鹿児島はロングフィードと中間ポジションへの楔パスを上手に使い分けながら敵陣へと侵入しチャンスを作っていく。
試合序盤は鹿児島はサイドからの揺さぶりからチャンスを作り出していくも、シュートまで持ち込めない展開が続いた。
鹿児島のボール保持に対してなかなか全体を押し上げて守備ができなかった仙台だったが、一瞬の隙を突いて先制点へ繋げる。
CLIP📹
— ベガルタ仙台【公式】 (@vega_official_) 2024年8月17日
🦅明治安田J2 第27節
🆚鹿児島ユナイテッドFC
⚪️1-0
🗓8/17 SAT 19:00
🏟️ユアテックスタジアム仙台#郷家友太 今シーズン3ゴール目#長澤和輝 のCKを #エロン が競り勝って折り返し、混戦をすり抜けたボールを冷静沈着に仕留めた先制点✨#VEGALTA #PASSION_限界を超えろ #27鹿児島 pic.twitter.com/y73GRXTpgx
きっかけは、有田が岡本に対して後ろからボールを奪取したところで岡本のファウル誘発しフリーキックを獲得したところから。
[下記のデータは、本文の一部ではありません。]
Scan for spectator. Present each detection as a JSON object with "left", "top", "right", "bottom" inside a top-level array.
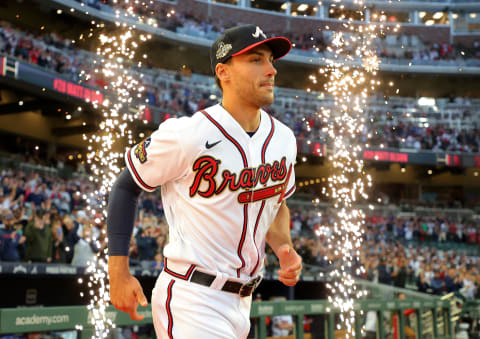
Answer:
[
  {"left": 62, "top": 215, "right": 79, "bottom": 263},
  {"left": 52, "top": 220, "right": 68, "bottom": 264},
  {"left": 0, "top": 212, "right": 25, "bottom": 261},
  {"left": 25, "top": 210, "right": 53, "bottom": 262}
]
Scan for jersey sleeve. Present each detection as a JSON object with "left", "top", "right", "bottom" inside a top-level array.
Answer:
[
  {"left": 283, "top": 133, "right": 297, "bottom": 200},
  {"left": 125, "top": 119, "right": 188, "bottom": 192}
]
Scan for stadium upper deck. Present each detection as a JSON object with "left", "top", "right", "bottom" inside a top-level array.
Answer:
[{"left": 38, "top": 0, "right": 480, "bottom": 74}]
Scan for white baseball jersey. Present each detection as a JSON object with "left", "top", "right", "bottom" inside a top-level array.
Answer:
[{"left": 125, "top": 104, "right": 297, "bottom": 280}]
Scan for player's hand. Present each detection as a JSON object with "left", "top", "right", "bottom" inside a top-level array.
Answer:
[
  {"left": 108, "top": 256, "right": 148, "bottom": 320},
  {"left": 278, "top": 244, "right": 302, "bottom": 286}
]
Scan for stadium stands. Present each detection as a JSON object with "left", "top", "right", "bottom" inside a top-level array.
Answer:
[
  {"left": 0, "top": 159, "right": 480, "bottom": 299},
  {"left": 74, "top": 2, "right": 480, "bottom": 66},
  {"left": 0, "top": 23, "right": 480, "bottom": 153}
]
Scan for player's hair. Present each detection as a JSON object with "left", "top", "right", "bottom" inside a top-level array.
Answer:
[{"left": 215, "top": 58, "right": 232, "bottom": 92}]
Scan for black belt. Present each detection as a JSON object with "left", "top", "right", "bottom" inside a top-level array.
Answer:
[{"left": 182, "top": 270, "right": 262, "bottom": 297}]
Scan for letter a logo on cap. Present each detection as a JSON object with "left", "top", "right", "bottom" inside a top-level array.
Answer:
[
  {"left": 252, "top": 26, "right": 267, "bottom": 39},
  {"left": 216, "top": 41, "right": 232, "bottom": 59}
]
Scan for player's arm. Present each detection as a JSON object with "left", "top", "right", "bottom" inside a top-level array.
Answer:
[
  {"left": 107, "top": 169, "right": 148, "bottom": 320},
  {"left": 265, "top": 200, "right": 302, "bottom": 286}
]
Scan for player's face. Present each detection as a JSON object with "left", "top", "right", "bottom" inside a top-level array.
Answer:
[{"left": 229, "top": 45, "right": 277, "bottom": 108}]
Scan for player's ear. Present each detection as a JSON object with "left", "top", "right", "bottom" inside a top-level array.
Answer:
[{"left": 215, "top": 63, "right": 231, "bottom": 83}]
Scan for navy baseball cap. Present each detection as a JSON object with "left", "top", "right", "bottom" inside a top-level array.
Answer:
[{"left": 210, "top": 25, "right": 292, "bottom": 74}]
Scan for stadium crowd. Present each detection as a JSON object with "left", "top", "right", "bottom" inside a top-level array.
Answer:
[
  {"left": 0, "top": 169, "right": 480, "bottom": 298},
  {"left": 0, "top": 22, "right": 480, "bottom": 153},
  {"left": 90, "top": 0, "right": 480, "bottom": 65}
]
そのフリーキックを松下が意表を突く形で狙うも泉森にセーブされる。
しかしそれで得たコーナーキックから長澤のキックにファーでエロンが折り返し、最後は郷家が冷静にボレーで沈める。
ゾーンで守る鹿児島に対して揺さぶりを掛けたことや、中央で有田が3人を引き付けて競ったことで郷家をフリーにできた。恐らくトレーニングから準備してきた形だろう。
苦しい時間もあったが、仙台はセットプレーから先手を奪うことができた。
(2)ズレを作って前進する仙台のボール保持
先制に成功した仙台は次第にボールを持ってゲームを進めることができるようになる。
鹿児島が守備基準点をハッキリしてプレッシングを仕掛けるのに対して、仙台は20分すぎになると内田がセンターバックと同じ列となり、3-2での形にすることでズレを生んでいく。
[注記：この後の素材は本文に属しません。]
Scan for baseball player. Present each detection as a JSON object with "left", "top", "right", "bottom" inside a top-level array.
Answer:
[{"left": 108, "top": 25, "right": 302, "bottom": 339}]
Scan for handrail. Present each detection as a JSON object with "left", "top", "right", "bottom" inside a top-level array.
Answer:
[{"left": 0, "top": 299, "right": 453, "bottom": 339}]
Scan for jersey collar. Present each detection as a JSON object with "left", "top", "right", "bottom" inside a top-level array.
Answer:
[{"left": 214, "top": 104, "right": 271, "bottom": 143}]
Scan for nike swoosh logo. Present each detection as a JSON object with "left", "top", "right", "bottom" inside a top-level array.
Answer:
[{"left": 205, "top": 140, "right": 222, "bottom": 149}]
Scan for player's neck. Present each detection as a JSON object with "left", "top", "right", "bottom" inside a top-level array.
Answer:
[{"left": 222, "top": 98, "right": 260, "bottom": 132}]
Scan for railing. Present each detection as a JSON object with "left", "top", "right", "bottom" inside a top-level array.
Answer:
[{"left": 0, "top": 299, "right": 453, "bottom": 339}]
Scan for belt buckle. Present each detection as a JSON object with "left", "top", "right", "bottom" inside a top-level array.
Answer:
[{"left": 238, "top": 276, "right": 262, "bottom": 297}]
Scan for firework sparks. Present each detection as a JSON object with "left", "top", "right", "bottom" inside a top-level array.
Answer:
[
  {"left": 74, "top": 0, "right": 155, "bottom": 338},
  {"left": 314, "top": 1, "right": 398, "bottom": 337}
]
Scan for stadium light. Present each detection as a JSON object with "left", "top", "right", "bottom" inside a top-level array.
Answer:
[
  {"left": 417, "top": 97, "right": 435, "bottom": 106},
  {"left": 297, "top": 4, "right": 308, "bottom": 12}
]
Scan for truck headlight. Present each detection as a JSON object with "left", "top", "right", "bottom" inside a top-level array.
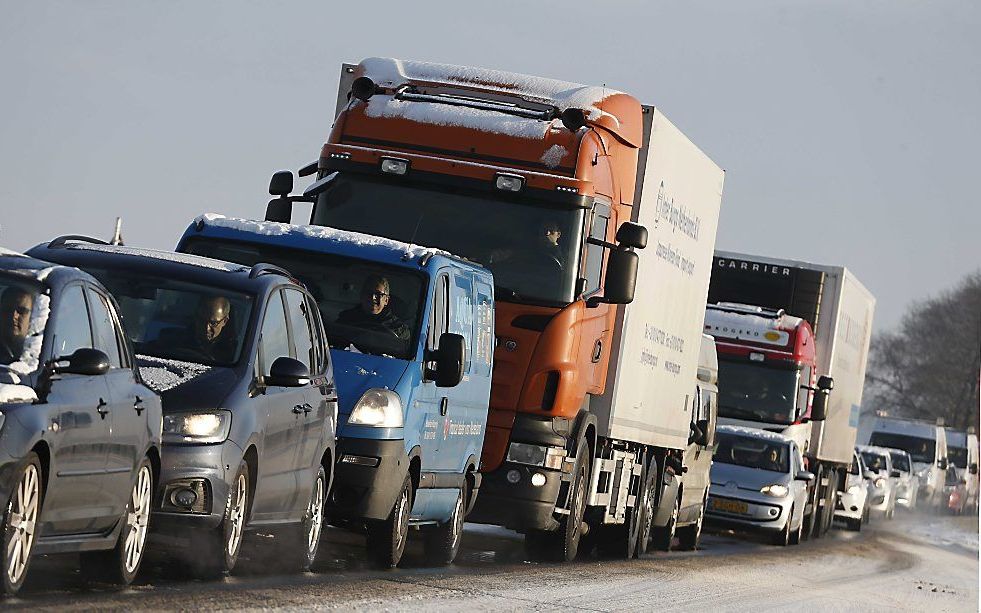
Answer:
[
  {"left": 508, "top": 443, "right": 565, "bottom": 470},
  {"left": 760, "top": 483, "right": 789, "bottom": 498},
  {"left": 347, "top": 388, "right": 403, "bottom": 428},
  {"left": 163, "top": 411, "right": 232, "bottom": 443}
]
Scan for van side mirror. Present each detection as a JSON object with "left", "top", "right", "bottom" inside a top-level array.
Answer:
[
  {"left": 51, "top": 348, "right": 109, "bottom": 376},
  {"left": 811, "top": 388, "right": 830, "bottom": 421},
  {"left": 427, "top": 332, "right": 467, "bottom": 387}
]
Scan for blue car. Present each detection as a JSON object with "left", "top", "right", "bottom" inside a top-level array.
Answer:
[{"left": 178, "top": 215, "right": 494, "bottom": 568}]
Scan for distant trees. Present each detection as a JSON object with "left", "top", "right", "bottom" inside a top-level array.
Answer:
[{"left": 862, "top": 270, "right": 981, "bottom": 432}]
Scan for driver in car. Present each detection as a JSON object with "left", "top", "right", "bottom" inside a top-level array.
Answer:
[
  {"left": 0, "top": 287, "right": 34, "bottom": 364},
  {"left": 337, "top": 275, "right": 410, "bottom": 341}
]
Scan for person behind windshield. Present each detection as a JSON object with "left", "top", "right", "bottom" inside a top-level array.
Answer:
[
  {"left": 0, "top": 286, "right": 34, "bottom": 364},
  {"left": 337, "top": 275, "right": 410, "bottom": 341}
]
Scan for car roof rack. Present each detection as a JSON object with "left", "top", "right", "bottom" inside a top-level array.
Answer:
[
  {"left": 249, "top": 262, "right": 303, "bottom": 285},
  {"left": 48, "top": 234, "right": 109, "bottom": 249}
]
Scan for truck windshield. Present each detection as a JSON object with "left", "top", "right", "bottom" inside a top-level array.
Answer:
[
  {"left": 869, "top": 432, "right": 937, "bottom": 463},
  {"left": 184, "top": 239, "right": 426, "bottom": 359},
  {"left": 712, "top": 433, "right": 790, "bottom": 473},
  {"left": 85, "top": 268, "right": 253, "bottom": 366},
  {"left": 311, "top": 174, "right": 583, "bottom": 306},
  {"left": 719, "top": 359, "right": 799, "bottom": 425}
]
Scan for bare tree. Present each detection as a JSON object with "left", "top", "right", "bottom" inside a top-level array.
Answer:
[{"left": 863, "top": 270, "right": 981, "bottom": 431}]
この変化によって郷家がシャドーの位置に移動し、そこをビルドアップの出口にすることで左サイドから前進することができるようになった。
27分には、内田の楔パスをきっかけに郷家と松下、長澤が中盤で鹿児島のプレスを突破すると、最後は相良のアーリークロスに郷家が合わせる。このシュートは惜しくもポストに嫌われたが、鹿児島のプレッシングを上手く剥がしながらの前進ができるようになった。
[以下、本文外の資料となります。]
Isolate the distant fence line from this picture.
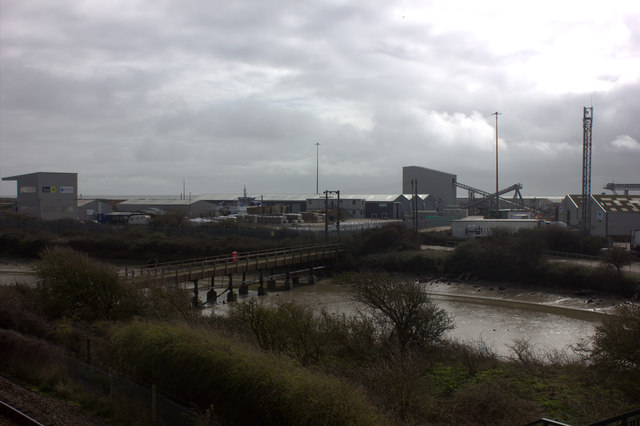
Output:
[65,357,215,426]
[0,217,396,240]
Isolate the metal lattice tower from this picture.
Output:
[580,107,593,235]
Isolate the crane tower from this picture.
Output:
[580,107,593,235]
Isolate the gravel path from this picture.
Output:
[0,376,109,426]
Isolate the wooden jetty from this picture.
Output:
[121,244,343,304]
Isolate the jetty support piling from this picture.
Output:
[309,263,316,285]
[284,271,291,290]
[207,287,218,304]
[193,280,200,306]
[227,274,238,302]
[238,271,249,296]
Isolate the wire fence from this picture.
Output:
[65,358,222,426]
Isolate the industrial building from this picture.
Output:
[2,172,78,220]
[78,200,112,222]
[590,194,640,241]
[402,166,457,211]
[558,194,640,241]
[451,218,544,239]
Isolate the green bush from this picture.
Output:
[346,275,453,354]
[111,322,385,425]
[591,304,640,373]
[358,251,438,274]
[36,247,136,321]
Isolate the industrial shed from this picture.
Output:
[114,199,218,217]
[2,172,78,220]
[591,195,640,241]
[307,194,365,219]
[402,166,457,210]
[78,200,111,222]
[358,195,408,219]
[558,194,582,228]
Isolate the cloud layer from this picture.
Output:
[0,0,640,195]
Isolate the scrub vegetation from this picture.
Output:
[0,220,640,425]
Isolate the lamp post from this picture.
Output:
[491,111,502,217]
[316,142,320,194]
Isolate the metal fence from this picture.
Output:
[65,358,222,426]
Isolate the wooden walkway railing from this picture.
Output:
[120,244,343,283]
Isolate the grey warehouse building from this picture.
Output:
[402,166,457,211]
[2,172,78,220]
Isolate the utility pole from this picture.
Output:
[316,142,320,195]
[580,107,593,235]
[324,190,340,242]
[491,111,502,217]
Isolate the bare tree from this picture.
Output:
[352,276,453,353]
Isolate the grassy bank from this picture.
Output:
[0,221,640,424]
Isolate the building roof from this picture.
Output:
[402,194,431,201]
[592,194,640,213]
[2,172,77,180]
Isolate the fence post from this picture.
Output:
[151,385,158,426]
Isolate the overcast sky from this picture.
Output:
[0,0,640,197]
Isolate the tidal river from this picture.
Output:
[209,280,615,355]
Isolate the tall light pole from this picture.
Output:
[491,111,502,217]
[316,142,320,194]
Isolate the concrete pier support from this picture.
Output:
[238,271,249,296]
[227,274,238,302]
[309,265,316,284]
[207,288,218,304]
[192,280,200,306]
[284,271,291,290]
[267,271,276,291]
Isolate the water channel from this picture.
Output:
[206,280,615,356]
[0,265,608,355]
しかし、時間の経過とともに鹿児島も仙台の足元へのパスへ厳しく寄せることでボールを奪われることもあった。それでも素早い切り替えから早めにピンチの芽を摘むことで決定機は与えなかった。
前半は鹿児島のボール保持に対して、仙台もなかなかプレッシングを仕掛けられなかったもののセットプレーから先制し、1点リードで折り返す。
後半
(1)ゴールキーパーのアクシデント
後半は基本的に前半のリピートのような展開で試合は進んでいく。
鹿児島は変わらず両サイドバックを高い位置に張り出して、仙台を押し下げることでボール保持局面を作っていく。そしてサイドから活路を見出してクロスからの得点を狙っていった。
対する仙台は、恐らく前からプレッシングを掛けたい気持ちもあったのだろうが、リードしていることもあり、無理をせずにまずは構えながら鹿児島のボール保持に対応していった。
しかし、仙台にアクシデントが訪れる。55分に松澤がもも裏を攣ってしまい、ここで無念の交代。この緊急的な場面で梅田がプロ初出場を飾る。仙台はそれと同時に有田に代わって中島が投入される。
後半は中盤でのルーズボールの競り合いやエロンへのロングフィードもなかなか仙台が回収することができずに、前半以上に鹿児島にボールを握られる時間が続いていった。
鹿児島は押し込むなかで、引き続きクロスからの攻撃でチャンスを見出そうとするも、ハイボールの対応に自信がある梅田がしっかりキャッチして冷静に対応していった。
(2)消耗戦を耐え切る
鹿児島は63分に中原と武に代わって永井と有田光希を投入。69分には広瀬と渡邊に代わって井林と星を投入する。
ドリブラーの永井に、前線にはW有田でよりサイドからクロスを狙う形にシフトチェンジしていった。
対する仙台は、76分に内田と相良に代えて工藤蒼生と梅木を投入し、髙田を左サイドバック、工藤を右サイドバック、梅木とエロンの2トップに変更し、守備強度を維持しながら前線のポイントを増やした。
交代直後の77分にはエロンのプレッシングから長澤が回収し、左サイドに回った中島へ展開。中島のアーリークロスにエロンが合わすもゴール右へと逸れた。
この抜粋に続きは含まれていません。